Using Dr. Seaver’s airline data, we are to fit the no-change model as well as three other naive models. Evaluations of the various models utilizing MSE, RMSE, MPE, and MAPE are presented, and the best model is then used for a forecast over a short horizon.

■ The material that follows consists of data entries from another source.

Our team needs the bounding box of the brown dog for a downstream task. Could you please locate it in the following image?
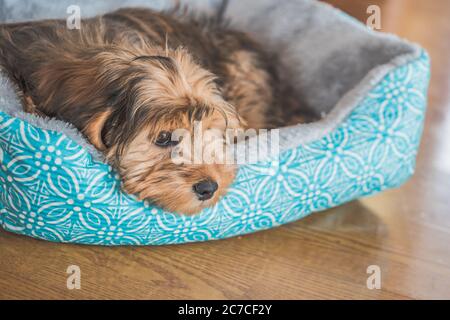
[0,7,307,214]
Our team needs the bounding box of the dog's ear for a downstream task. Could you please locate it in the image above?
[83,110,113,151]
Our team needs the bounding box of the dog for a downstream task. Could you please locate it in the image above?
[0,7,310,214]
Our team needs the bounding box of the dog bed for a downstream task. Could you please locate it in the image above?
[0,0,430,245]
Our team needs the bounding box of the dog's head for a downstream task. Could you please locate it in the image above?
[84,48,243,214]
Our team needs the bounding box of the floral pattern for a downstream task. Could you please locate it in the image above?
[0,51,430,245]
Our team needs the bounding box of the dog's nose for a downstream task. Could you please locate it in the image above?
[193,180,218,201]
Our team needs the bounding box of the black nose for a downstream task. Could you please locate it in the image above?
[193,180,218,201]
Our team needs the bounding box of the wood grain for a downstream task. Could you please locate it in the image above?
[1,0,450,299]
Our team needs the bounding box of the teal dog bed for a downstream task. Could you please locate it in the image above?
[0,0,430,245]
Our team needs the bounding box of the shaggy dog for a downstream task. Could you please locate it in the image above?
[0,7,309,214]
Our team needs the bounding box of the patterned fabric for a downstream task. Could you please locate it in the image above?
[0,51,430,245]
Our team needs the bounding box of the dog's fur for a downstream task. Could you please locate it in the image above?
[0,7,309,214]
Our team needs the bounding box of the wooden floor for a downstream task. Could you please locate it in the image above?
[1,0,450,299]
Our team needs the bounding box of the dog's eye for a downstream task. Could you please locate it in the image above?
[155,131,177,147]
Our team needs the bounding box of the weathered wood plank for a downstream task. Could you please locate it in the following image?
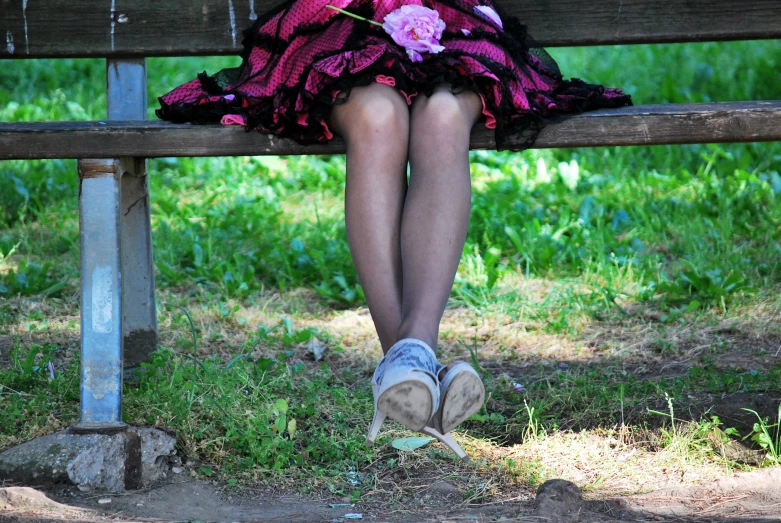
[1,102,780,159]
[2,0,780,59]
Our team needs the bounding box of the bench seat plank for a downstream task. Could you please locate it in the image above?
[1,102,780,160]
[2,0,780,59]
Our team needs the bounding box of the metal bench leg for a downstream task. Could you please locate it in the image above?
[72,59,152,431]
[74,159,125,432]
[107,58,158,368]
[120,157,158,367]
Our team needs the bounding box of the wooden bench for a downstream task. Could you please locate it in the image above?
[2,0,780,433]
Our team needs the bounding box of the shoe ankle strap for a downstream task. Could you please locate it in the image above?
[390,338,436,359]
[375,338,440,384]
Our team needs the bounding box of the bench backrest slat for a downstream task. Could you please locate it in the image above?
[2,0,780,59]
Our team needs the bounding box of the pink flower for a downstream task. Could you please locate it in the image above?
[474,5,503,29]
[382,5,446,62]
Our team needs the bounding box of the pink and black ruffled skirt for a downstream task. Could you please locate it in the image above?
[156,0,632,151]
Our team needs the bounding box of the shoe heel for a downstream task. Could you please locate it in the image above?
[421,426,470,462]
[365,409,387,446]
[438,362,485,434]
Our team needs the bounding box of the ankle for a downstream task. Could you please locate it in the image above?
[394,322,437,353]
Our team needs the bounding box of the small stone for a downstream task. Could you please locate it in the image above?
[308,337,326,361]
[77,485,92,492]
[535,479,583,519]
[172,466,183,474]
[97,498,112,504]
[426,480,459,498]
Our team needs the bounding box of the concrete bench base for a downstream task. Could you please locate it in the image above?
[0,427,176,492]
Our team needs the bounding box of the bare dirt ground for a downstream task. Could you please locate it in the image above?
[2,468,781,523]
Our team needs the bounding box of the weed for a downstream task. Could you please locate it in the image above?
[742,405,781,464]
[0,258,66,297]
[520,400,545,442]
[648,392,678,439]
[0,242,19,266]
[655,260,756,307]
[502,457,545,485]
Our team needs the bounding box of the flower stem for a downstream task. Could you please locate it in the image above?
[326,5,383,26]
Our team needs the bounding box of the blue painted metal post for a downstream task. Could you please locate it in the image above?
[108,59,159,369]
[74,158,126,432]
[73,59,150,432]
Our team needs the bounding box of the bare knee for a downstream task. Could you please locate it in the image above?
[328,83,409,144]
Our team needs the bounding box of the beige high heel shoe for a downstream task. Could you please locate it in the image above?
[421,361,485,461]
[366,338,441,445]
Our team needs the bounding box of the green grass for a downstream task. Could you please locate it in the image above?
[1,40,781,497]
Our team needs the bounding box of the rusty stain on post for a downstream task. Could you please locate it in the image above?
[79,159,119,179]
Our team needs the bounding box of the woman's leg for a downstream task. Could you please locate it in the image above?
[327,83,410,353]
[396,86,483,350]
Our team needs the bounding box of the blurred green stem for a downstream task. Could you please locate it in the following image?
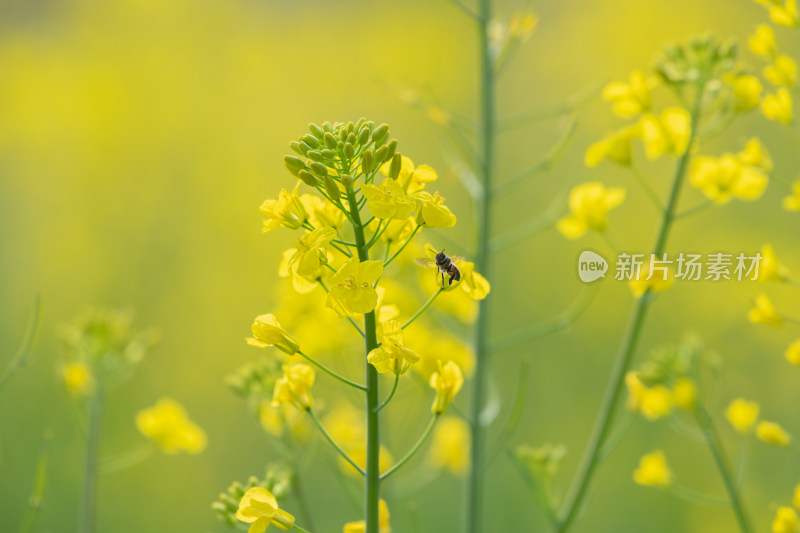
[380,415,439,481]
[554,83,705,533]
[466,0,495,531]
[19,431,52,533]
[0,294,42,393]
[79,390,103,533]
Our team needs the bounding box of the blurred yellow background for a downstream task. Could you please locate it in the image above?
[1,0,799,531]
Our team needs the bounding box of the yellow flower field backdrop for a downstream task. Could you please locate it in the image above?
[1,0,799,531]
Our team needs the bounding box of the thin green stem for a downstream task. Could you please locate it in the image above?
[99,444,154,475]
[18,431,52,533]
[629,166,664,212]
[293,524,312,533]
[670,482,731,508]
[674,199,713,220]
[694,405,753,532]
[298,350,366,391]
[79,390,103,533]
[554,84,705,533]
[0,294,42,393]
[307,409,364,476]
[376,374,400,412]
[380,414,439,480]
[402,288,444,329]
[383,225,422,267]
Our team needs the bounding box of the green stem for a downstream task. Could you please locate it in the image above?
[380,414,439,480]
[554,85,705,533]
[79,390,103,533]
[297,350,366,391]
[293,524,312,533]
[307,409,364,476]
[98,444,154,475]
[466,0,495,531]
[383,225,422,267]
[376,374,399,412]
[402,288,444,329]
[670,482,731,508]
[345,185,381,533]
[18,431,52,533]
[0,294,42,393]
[694,405,753,532]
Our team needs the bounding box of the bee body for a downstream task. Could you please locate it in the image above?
[434,251,461,287]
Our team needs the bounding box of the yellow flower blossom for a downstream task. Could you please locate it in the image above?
[773,506,800,533]
[326,257,383,316]
[367,320,419,374]
[757,420,792,446]
[428,416,470,476]
[235,487,295,532]
[770,0,799,27]
[738,138,773,172]
[689,153,769,204]
[362,178,418,220]
[272,363,315,410]
[602,70,652,117]
[762,88,794,124]
[626,371,674,420]
[259,185,308,232]
[783,181,800,211]
[758,244,789,282]
[455,260,491,300]
[628,262,674,299]
[246,314,300,355]
[732,74,763,112]
[584,127,636,167]
[749,24,777,56]
[639,107,691,160]
[430,360,464,414]
[287,226,336,279]
[343,499,390,533]
[278,248,320,294]
[765,54,799,87]
[726,398,760,434]
[258,401,308,440]
[671,377,696,410]
[633,450,672,487]
[412,191,457,228]
[136,397,207,454]
[748,293,783,327]
[380,155,438,193]
[62,361,94,396]
[556,182,625,239]
[508,12,538,41]
[301,194,346,229]
[786,339,800,365]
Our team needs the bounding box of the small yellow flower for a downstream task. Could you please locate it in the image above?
[762,88,794,124]
[556,182,625,239]
[757,420,792,446]
[326,257,383,317]
[362,178,418,220]
[428,416,470,476]
[770,0,799,27]
[301,194,346,229]
[602,71,653,117]
[749,24,777,56]
[640,385,674,420]
[259,185,309,232]
[412,191,457,228]
[732,74,763,112]
[765,54,799,87]
[786,339,800,365]
[454,260,491,300]
[690,154,769,204]
[287,226,336,279]
[633,450,672,486]
[773,506,800,533]
[236,487,295,532]
[258,401,308,440]
[278,248,320,294]
[62,362,94,396]
[584,127,636,167]
[748,293,783,327]
[726,398,760,434]
[508,12,538,41]
[639,107,691,160]
[246,314,300,355]
[758,244,789,282]
[783,181,800,211]
[343,499,390,533]
[671,377,697,410]
[367,320,419,374]
[430,360,464,414]
[272,363,315,410]
[738,138,773,172]
[136,398,207,454]
[380,155,438,193]
[628,263,674,299]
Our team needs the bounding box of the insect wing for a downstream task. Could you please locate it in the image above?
[414,257,437,268]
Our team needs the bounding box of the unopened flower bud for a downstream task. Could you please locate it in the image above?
[289,141,307,156]
[306,150,323,162]
[341,174,353,188]
[358,126,370,145]
[324,132,337,149]
[297,170,319,186]
[361,150,373,174]
[301,134,318,148]
[283,155,306,177]
[375,145,389,163]
[372,123,389,144]
[385,139,398,160]
[389,153,402,179]
[309,162,328,178]
[346,132,357,145]
[344,142,355,159]
[309,123,324,139]
[320,149,336,159]
[323,175,341,203]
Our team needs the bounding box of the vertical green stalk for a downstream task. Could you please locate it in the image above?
[79,389,103,533]
[555,86,704,533]
[466,0,495,531]
[694,405,753,533]
[346,185,381,533]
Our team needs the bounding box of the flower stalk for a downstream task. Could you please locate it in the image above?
[79,388,103,533]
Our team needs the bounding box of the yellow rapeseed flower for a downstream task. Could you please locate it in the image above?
[301,194,346,229]
[726,398,760,434]
[556,182,625,239]
[748,293,783,327]
[362,178,418,220]
[272,363,315,410]
[671,377,697,410]
[367,320,419,374]
[762,88,794,124]
[738,138,773,172]
[625,372,675,419]
[454,260,491,300]
[783,182,800,211]
[380,155,438,193]
[246,314,300,355]
[136,397,207,454]
[633,450,672,487]
[259,185,309,232]
[770,0,799,27]
[236,487,295,532]
[343,499,390,533]
[757,420,792,446]
[639,108,691,160]
[287,226,336,279]
[690,153,769,204]
[732,74,763,112]
[584,127,636,167]
[628,262,674,299]
[412,191,457,228]
[786,339,800,365]
[62,361,94,396]
[602,71,653,117]
[430,360,464,414]
[758,244,789,282]
[773,506,800,533]
[428,416,470,476]
[765,54,799,87]
[326,257,383,316]
[749,24,777,56]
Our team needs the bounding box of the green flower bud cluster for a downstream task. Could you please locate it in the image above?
[638,335,710,387]
[657,34,737,87]
[226,358,282,407]
[512,443,567,482]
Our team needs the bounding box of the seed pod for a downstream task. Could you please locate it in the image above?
[284,155,306,176]
[361,150,373,174]
[306,150,323,162]
[344,142,354,159]
[323,175,341,203]
[388,153,402,180]
[310,162,329,178]
[309,123,325,139]
[324,132,337,149]
[298,170,319,186]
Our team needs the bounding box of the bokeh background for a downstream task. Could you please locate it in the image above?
[1,0,799,531]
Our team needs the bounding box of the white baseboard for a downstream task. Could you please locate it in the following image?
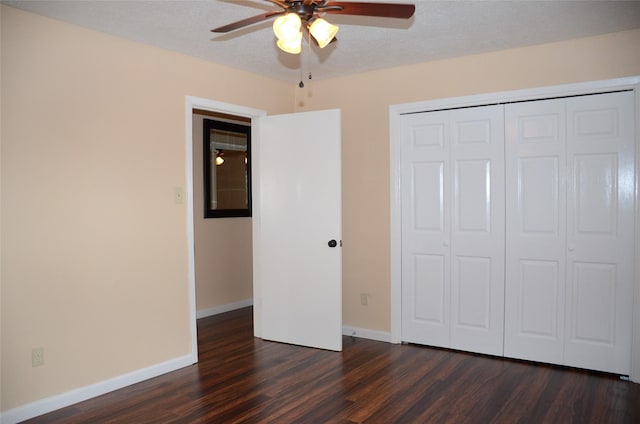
[1,304,377,424]
[196,298,253,319]
[0,353,195,424]
[342,325,391,343]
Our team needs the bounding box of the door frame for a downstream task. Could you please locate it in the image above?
[185,96,266,361]
[389,76,640,381]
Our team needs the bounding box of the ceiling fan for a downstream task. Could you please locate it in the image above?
[211,1,416,54]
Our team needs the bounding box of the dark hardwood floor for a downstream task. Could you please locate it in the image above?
[25,307,640,423]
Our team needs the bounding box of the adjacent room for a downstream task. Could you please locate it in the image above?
[2,0,640,422]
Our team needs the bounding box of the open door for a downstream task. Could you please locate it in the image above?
[253,109,342,351]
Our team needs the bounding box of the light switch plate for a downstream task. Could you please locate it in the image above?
[174,187,184,204]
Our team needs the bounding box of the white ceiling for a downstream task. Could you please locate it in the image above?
[4,0,640,82]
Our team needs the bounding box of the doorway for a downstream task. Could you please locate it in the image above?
[185,97,266,361]
[186,99,344,358]
[193,109,253,321]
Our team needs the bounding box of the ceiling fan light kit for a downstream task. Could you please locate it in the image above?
[212,1,415,56]
[273,12,312,54]
[276,30,303,54]
[273,12,302,40]
[309,18,339,49]
[274,13,338,54]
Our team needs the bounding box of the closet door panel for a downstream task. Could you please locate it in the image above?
[455,159,491,232]
[412,254,446,324]
[454,256,492,326]
[564,91,635,374]
[518,260,561,338]
[504,99,567,363]
[450,106,504,356]
[401,111,451,347]
[570,262,616,342]
[519,157,560,234]
[413,162,445,231]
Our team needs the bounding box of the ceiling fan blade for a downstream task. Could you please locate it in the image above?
[322,2,415,19]
[211,11,283,33]
[264,0,289,9]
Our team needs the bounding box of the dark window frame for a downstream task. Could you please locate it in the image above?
[203,118,252,218]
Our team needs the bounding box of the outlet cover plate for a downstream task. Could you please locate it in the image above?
[32,347,44,367]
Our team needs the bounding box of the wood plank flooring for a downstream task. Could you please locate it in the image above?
[25,307,640,423]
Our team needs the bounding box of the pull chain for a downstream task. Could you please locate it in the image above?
[299,43,304,88]
[307,30,312,81]
[299,29,313,88]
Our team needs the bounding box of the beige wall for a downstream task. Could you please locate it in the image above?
[2,2,640,415]
[192,114,252,311]
[294,28,640,332]
[0,5,291,411]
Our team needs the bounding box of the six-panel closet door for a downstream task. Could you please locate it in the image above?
[504,98,568,364]
[504,91,635,374]
[400,90,635,375]
[400,105,505,356]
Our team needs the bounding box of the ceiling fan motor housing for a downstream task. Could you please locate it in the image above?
[283,1,344,22]
[287,1,316,21]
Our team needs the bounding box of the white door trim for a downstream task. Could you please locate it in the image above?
[185,97,266,360]
[389,76,640,381]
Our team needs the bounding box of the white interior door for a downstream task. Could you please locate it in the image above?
[400,110,452,348]
[504,98,567,364]
[253,109,342,352]
[449,106,505,356]
[505,92,635,374]
[564,91,635,374]
[401,105,505,356]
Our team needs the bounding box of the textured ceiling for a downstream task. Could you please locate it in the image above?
[4,0,640,83]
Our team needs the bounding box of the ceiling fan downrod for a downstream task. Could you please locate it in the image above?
[269,0,344,21]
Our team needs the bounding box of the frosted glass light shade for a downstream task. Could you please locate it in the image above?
[276,31,302,54]
[309,18,338,48]
[273,13,301,41]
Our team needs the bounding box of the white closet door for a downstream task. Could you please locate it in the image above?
[449,106,505,356]
[401,110,452,348]
[564,91,635,374]
[401,105,505,355]
[504,99,567,363]
[505,92,635,374]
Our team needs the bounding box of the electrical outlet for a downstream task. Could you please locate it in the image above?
[360,293,369,306]
[32,347,44,367]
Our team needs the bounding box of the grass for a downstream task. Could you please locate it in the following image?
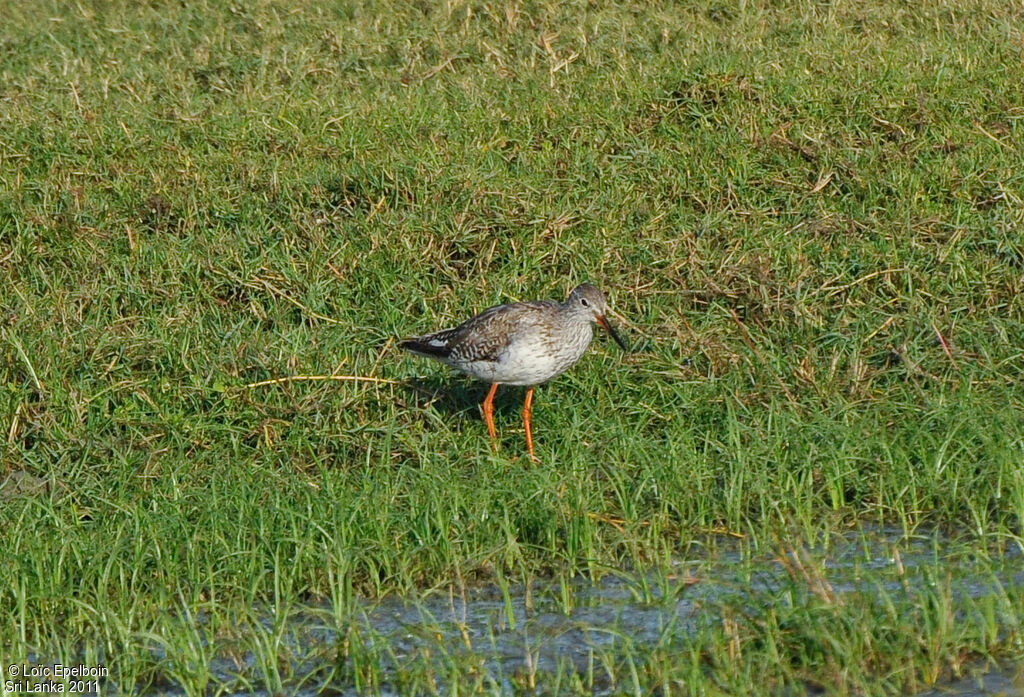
[1,0,1023,693]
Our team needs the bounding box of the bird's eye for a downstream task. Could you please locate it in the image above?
[579,297,590,308]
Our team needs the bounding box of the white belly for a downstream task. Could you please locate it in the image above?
[448,327,592,386]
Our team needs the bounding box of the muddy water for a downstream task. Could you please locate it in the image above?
[334,530,1024,695]
[917,665,1024,696]
[151,527,1024,696]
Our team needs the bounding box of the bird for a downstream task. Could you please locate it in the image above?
[400,283,627,462]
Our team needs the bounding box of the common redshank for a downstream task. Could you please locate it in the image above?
[400,283,627,462]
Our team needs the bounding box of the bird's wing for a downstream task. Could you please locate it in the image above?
[402,301,557,363]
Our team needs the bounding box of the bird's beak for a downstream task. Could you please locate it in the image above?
[597,315,628,351]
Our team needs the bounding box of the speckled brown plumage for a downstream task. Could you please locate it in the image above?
[402,301,560,366]
[400,283,627,462]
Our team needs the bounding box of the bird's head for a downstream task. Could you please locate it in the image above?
[566,283,628,351]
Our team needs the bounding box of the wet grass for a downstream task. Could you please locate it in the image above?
[1,0,1023,693]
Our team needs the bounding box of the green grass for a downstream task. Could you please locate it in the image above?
[1,0,1023,693]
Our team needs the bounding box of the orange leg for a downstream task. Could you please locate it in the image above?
[522,386,539,463]
[482,383,499,451]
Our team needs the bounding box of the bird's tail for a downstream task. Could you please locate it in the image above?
[399,337,452,359]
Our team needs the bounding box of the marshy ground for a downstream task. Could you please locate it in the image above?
[1,0,1023,693]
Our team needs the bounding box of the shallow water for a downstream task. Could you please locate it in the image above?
[330,528,1024,694]
[917,663,1024,696]
[135,528,1024,694]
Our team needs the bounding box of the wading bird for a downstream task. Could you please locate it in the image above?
[400,283,627,462]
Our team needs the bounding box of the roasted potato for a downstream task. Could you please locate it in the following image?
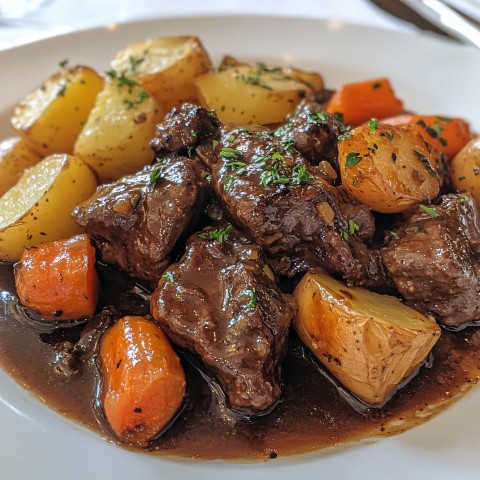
[74,78,163,182]
[0,154,97,261]
[0,137,42,196]
[111,36,212,112]
[11,66,104,156]
[338,122,443,213]
[450,136,480,207]
[294,271,441,406]
[194,63,317,125]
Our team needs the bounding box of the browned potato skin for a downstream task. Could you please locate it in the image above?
[450,136,480,208]
[339,123,442,213]
[294,271,441,406]
[0,137,42,196]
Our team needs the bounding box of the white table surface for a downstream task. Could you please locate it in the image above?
[0,0,418,51]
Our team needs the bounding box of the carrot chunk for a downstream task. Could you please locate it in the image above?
[382,114,472,160]
[99,316,186,444]
[326,77,404,126]
[14,233,99,320]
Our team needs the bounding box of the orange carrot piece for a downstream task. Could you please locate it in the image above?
[326,77,404,126]
[382,114,472,160]
[14,234,99,321]
[99,316,186,444]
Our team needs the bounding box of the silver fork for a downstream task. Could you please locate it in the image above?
[399,0,480,47]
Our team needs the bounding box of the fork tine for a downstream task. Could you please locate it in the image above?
[399,0,480,47]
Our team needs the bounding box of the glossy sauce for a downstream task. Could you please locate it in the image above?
[0,263,479,460]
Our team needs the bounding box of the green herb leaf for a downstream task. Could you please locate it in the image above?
[419,204,441,218]
[162,272,175,283]
[345,152,363,168]
[368,118,378,132]
[129,55,145,72]
[212,139,219,148]
[291,164,314,185]
[242,289,258,309]
[59,59,69,68]
[348,219,360,235]
[224,175,234,191]
[220,147,241,159]
[149,168,161,186]
[198,224,233,242]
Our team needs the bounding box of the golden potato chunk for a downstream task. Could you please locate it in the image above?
[11,66,104,156]
[0,137,42,196]
[111,36,212,112]
[74,78,163,182]
[0,154,97,261]
[450,136,480,208]
[294,271,441,406]
[194,64,317,125]
[338,122,442,213]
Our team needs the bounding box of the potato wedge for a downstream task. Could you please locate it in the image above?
[0,154,97,261]
[11,66,104,156]
[450,136,480,207]
[194,64,316,125]
[338,122,443,213]
[74,79,163,182]
[111,36,212,112]
[0,137,42,196]
[294,271,441,406]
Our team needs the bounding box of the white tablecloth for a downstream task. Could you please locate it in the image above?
[0,0,417,51]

setwd("~/Documents/time_series/Homework_2")
library(forecast)
## Loading required package: zoo
##
## Attaching package: 'zoo'
## The following objects are masked from 'package:base':
##
## as.Date, as.Date.numeric
## Loading required package: timeDate
## This is forecast 6.2
library(ggplot2)
library(ggfortify)
# Reading in data
AIRLINE <- read.csv("airline.csv")
We first begin by creating a dataframe from Dr. Seaver’s data that will allow us to work with the time series conveniently:
# Remove 'trend' from data
AIRLINE$Trend <- NULL
# Remove 'commuters'
AIRLINE$Commuters <- NULL # When ready, remove this and reload the csv
# Remove 'Year'
AIRLINE$Year <- NULL # When ready, remove this and reload the csv
After formatting the dataframe, create time series objects for \(R\) and plot the series.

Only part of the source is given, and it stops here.